[|La Culotte en jersey de soie, par RENÉE DUNAN, 6 fr. 75. — La Maîtrise de la vie et des hommes (Pensées et Maximes), par JEAN FINOT, 6 fr. 75. — Cicatrices, Éclairs encore des douleurs mortes (poèmes), par MARCEL SAUVAGE, 5 fr. 25.|]
Combien d’hommes d’aujourd’hui ont, au même degré que Renée Dunan, ces qualités de force, d’équilibre et d’audace qu’il est convenu d’appeler viriles ? quel professionnel de l’érudition la surpasse en connaissances variées et rares ? Et quel Sorbonnagre a une philosophie aussi profonde que la sienne ?
Et femme avec cela par un certain accent frémissant, impatient un peu ; par des noblesses de fièvre ; par des langueurs rieuses ; par on ne sait quoi encore de sournois dans ses brutalités les plus voulues. La philosophie ne l’empêche point de se connaître en frivolités et les chiffons sont bien vus par ses yeux qui en jouissent sans jamais lui cacher ni l’histoire ni la vie. Elle est vraiment un des écrivains les plus complets et les plus complexes de notre temps.
Et je l’aime toujours, et je la suis passionnément où que ce soit qu’elle veuille me conduire.
Quel livre multiplement émouvant que La Culotte en jersey de soie ! Les péripéties, prises en elles-mêmes, apportent peu de nouveau. Mais la fougue du récit nous les rend comme inattendues. Et quelle philosophie ardente dans ces histoires qui brûlent.

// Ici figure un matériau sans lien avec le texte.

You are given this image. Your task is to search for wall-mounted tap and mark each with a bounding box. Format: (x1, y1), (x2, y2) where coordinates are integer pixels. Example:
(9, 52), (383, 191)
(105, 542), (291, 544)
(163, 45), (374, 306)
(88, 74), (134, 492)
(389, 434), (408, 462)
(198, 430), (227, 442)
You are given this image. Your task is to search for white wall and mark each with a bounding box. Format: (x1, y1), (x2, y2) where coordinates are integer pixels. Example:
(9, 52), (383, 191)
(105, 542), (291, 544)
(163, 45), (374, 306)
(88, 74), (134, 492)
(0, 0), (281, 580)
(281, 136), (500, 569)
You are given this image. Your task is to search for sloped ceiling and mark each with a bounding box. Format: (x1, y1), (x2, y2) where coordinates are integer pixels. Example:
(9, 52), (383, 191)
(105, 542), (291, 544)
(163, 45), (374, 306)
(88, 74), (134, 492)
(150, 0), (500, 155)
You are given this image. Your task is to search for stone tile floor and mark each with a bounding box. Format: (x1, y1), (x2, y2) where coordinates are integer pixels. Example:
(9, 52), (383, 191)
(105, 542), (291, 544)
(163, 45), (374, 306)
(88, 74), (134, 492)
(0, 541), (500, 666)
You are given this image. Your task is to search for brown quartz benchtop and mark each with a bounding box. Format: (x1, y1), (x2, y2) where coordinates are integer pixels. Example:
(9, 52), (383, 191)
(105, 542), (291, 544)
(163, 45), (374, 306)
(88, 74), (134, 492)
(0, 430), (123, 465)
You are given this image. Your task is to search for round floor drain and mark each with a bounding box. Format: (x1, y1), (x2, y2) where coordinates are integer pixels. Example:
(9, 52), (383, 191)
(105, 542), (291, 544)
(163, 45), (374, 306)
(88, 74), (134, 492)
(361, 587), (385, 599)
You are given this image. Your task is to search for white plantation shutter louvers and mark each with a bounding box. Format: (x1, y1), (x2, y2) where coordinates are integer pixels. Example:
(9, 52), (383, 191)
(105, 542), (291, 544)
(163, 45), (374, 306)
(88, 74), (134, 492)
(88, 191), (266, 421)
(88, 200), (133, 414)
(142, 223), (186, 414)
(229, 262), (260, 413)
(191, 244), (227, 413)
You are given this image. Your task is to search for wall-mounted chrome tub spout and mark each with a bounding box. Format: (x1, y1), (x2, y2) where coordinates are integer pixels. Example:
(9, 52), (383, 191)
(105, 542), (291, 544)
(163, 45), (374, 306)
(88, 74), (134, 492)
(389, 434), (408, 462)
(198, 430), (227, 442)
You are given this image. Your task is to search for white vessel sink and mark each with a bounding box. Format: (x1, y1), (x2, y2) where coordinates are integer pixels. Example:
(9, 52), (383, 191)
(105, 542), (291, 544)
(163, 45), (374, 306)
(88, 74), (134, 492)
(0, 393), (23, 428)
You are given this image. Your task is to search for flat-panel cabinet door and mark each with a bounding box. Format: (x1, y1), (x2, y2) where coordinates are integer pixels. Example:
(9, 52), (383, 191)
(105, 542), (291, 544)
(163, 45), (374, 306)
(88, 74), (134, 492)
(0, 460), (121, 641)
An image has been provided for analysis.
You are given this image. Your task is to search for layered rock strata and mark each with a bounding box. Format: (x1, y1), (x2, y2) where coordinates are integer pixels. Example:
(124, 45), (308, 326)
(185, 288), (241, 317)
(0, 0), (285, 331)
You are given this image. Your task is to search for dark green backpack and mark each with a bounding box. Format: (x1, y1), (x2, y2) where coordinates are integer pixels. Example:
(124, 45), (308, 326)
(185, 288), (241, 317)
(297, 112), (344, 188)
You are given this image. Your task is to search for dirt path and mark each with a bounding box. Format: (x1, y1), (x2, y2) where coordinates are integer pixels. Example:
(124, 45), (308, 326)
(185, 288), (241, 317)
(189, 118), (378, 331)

Oui, Renée Dunan, vous avez raison, si j’ose dire, comme un incendie. Oui, l’attrait qui pousse les sexes l’un vers l’autre est « la seule force qui participe vraiment à l’éternité ; c’est, de la vie, le symbole et la réalité. »
Et pourtant, « la jeune fille qui se refuse représente seule, mieux que le savant et le métaphysicien, ce qui est proprement humain : le choix. » Plus forte que toutes les forces, cette volonté négative ― cette nolonté, comme dirait mon grand ami le philosophe Louis Prat — est une manifestation supérieure de la vie. Et « la vie seule a des droits. »
Ah ! la colère indignée qui gronde en Renée Dunan et qu’elle sait nous communiquer : « Une enfant porte la vie en elle comme un permanent miracle. Que des brutes la viennent souiller!…»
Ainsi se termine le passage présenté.